Nematostatics of triple lines.

Abstract

The Landau-de Gennes model for nematic liquid crystal bulk and interfaces has been extended to nematic triple lines involving the intersection of two isotropic fluids and one nematic liquid crystalline phase. A complete set of bulk, interface, and triple line force and torque balance equations has been formulated. The triple line force and torque balance equations have linear, interfacial, and bulk contributions. The bulk contributions appear as junction integrals, the surface contributions as junctions sums, and the line contributions as gradients of stresses. Reduction of dimensionality from three to one dimensional creates the following effects: (a) bulk terms enter interfacial balances as surface jumps and line balances as junction integrals, and (b) surface terms enter linear balances as junction sums. Line stress and torque equations are derived using classical liquid crystal models. The correspondence between line stress and line torque and their surface and bulk analogs is established. The triple line force and torque balance equations are use to analyze the contact angle in a nematic lens lying at the interface between two isotropic fluids, when the preferred surface orientation is tangential. The effect of anisotropy and long range elasticity on triple line phases is established.

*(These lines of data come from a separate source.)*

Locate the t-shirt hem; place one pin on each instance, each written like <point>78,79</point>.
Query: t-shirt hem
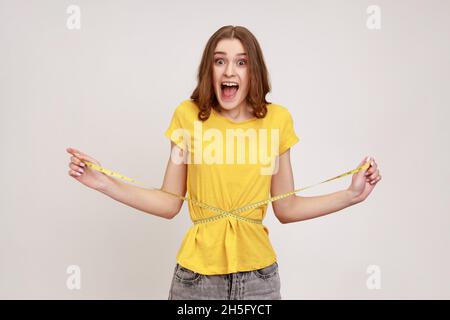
<point>218,271</point>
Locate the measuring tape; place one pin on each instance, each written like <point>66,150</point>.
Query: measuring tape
<point>224,213</point>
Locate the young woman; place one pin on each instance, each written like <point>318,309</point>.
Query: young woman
<point>227,254</point>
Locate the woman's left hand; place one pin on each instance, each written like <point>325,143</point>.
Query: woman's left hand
<point>364,181</point>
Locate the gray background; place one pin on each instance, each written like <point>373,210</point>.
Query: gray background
<point>110,88</point>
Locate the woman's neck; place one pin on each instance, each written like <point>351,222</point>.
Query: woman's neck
<point>240,113</point>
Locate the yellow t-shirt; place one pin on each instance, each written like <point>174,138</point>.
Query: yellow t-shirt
<point>230,165</point>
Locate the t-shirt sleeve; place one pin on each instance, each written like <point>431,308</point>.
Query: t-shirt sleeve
<point>288,136</point>
<point>176,131</point>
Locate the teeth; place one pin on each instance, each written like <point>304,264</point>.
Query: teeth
<point>230,84</point>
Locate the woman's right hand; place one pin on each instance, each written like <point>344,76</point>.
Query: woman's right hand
<point>81,172</point>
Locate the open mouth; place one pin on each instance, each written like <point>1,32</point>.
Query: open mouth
<point>229,90</point>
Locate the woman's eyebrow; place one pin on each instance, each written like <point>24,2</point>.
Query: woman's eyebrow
<point>221,52</point>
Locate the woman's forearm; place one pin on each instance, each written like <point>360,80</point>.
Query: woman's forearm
<point>149,201</point>
<point>304,208</point>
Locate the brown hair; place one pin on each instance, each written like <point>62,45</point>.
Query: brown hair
<point>259,85</point>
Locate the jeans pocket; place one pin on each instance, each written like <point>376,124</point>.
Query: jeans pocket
<point>267,272</point>
<point>186,275</point>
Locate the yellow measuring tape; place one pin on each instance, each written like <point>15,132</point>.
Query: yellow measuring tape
<point>223,213</point>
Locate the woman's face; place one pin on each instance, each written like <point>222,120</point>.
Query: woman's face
<point>230,73</point>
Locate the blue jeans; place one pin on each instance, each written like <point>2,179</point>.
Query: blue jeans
<point>261,284</point>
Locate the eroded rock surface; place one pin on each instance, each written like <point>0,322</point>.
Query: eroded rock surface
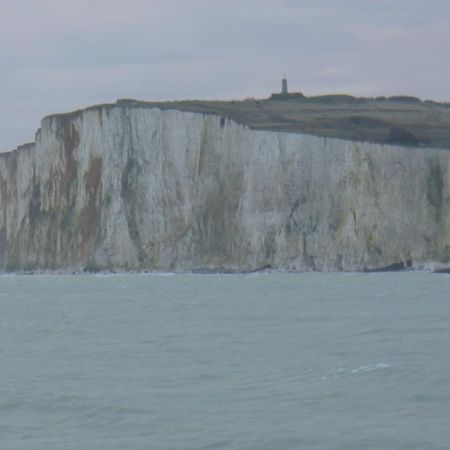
<point>126,187</point>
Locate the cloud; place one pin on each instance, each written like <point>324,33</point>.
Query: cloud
<point>60,54</point>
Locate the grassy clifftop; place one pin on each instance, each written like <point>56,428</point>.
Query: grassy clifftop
<point>392,120</point>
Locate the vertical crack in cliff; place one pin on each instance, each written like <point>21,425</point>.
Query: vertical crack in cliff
<point>129,192</point>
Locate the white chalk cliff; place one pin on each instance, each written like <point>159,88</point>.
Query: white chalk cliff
<point>128,187</point>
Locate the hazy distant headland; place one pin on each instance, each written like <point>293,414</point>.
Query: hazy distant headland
<point>290,182</point>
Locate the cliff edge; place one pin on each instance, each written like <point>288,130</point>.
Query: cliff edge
<point>144,187</point>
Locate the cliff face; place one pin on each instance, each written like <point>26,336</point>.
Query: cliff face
<point>128,187</point>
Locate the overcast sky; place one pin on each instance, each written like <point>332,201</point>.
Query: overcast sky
<point>60,55</point>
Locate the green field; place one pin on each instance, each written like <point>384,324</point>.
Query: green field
<point>393,120</point>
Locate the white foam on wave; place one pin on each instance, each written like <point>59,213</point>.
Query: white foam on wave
<point>343,371</point>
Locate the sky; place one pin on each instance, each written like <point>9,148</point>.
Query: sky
<point>61,55</point>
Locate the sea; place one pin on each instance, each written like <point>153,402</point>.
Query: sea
<point>266,361</point>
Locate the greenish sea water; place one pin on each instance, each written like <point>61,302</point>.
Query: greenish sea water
<point>188,362</point>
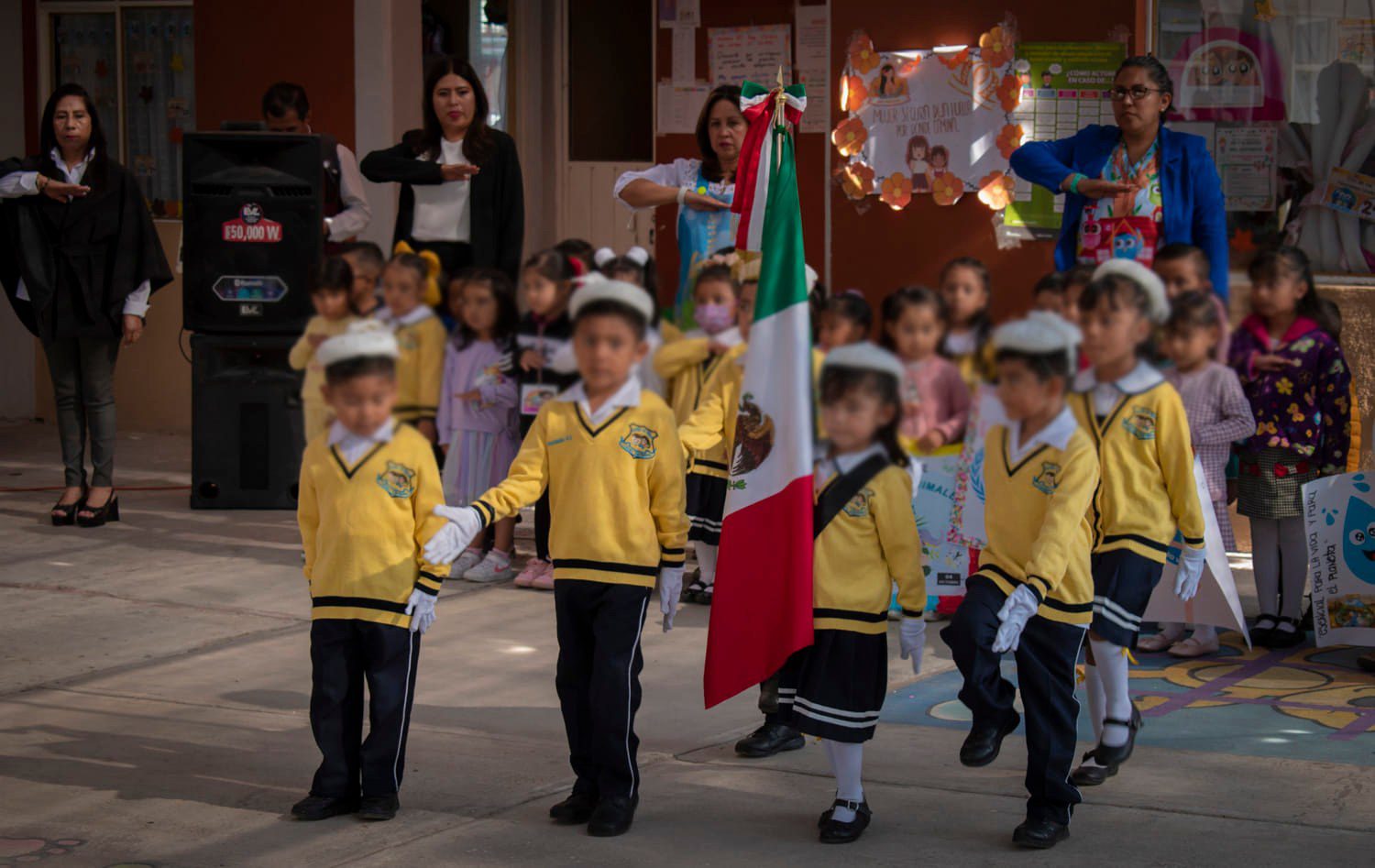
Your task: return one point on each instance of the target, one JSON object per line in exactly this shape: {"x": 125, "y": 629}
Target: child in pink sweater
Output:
{"x": 935, "y": 401}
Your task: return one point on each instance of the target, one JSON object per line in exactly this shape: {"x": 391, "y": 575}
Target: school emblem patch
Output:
{"x": 640, "y": 442}
{"x": 398, "y": 480}
{"x": 1140, "y": 423}
{"x": 754, "y": 436}
{"x": 1048, "y": 479}
{"x": 858, "y": 505}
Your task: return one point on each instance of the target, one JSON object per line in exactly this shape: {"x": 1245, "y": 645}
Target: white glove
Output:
{"x": 1191, "y": 573}
{"x": 670, "y": 589}
{"x": 421, "y": 609}
{"x": 1018, "y": 609}
{"x": 465, "y": 523}
{"x": 912, "y": 640}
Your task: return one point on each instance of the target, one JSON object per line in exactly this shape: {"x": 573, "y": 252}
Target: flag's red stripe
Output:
{"x": 762, "y": 604}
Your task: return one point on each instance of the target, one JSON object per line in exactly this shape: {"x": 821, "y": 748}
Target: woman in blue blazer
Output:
{"x": 1133, "y": 175}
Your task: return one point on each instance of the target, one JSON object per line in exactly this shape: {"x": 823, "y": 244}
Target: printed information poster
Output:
{"x": 1339, "y": 516}
{"x": 1063, "y": 90}
{"x": 1350, "y": 192}
{"x": 1246, "y": 159}
{"x": 737, "y": 54}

Under weak anchoring the contact angle is shown to be a function of the anchoring energy at the nematic-isotropic interface, while under strong anchoring conditions the contact angle is a function of the Peach-Koehler force that originates from bulk long range elasticity and acts on the triple line. The use of the complete set of balance equations removes the classical inconsistency in force balances at a contact line by properly taking into account long range (bulk gradient elasticity) and anisotropic (interfacial anchoring elasticity) effects.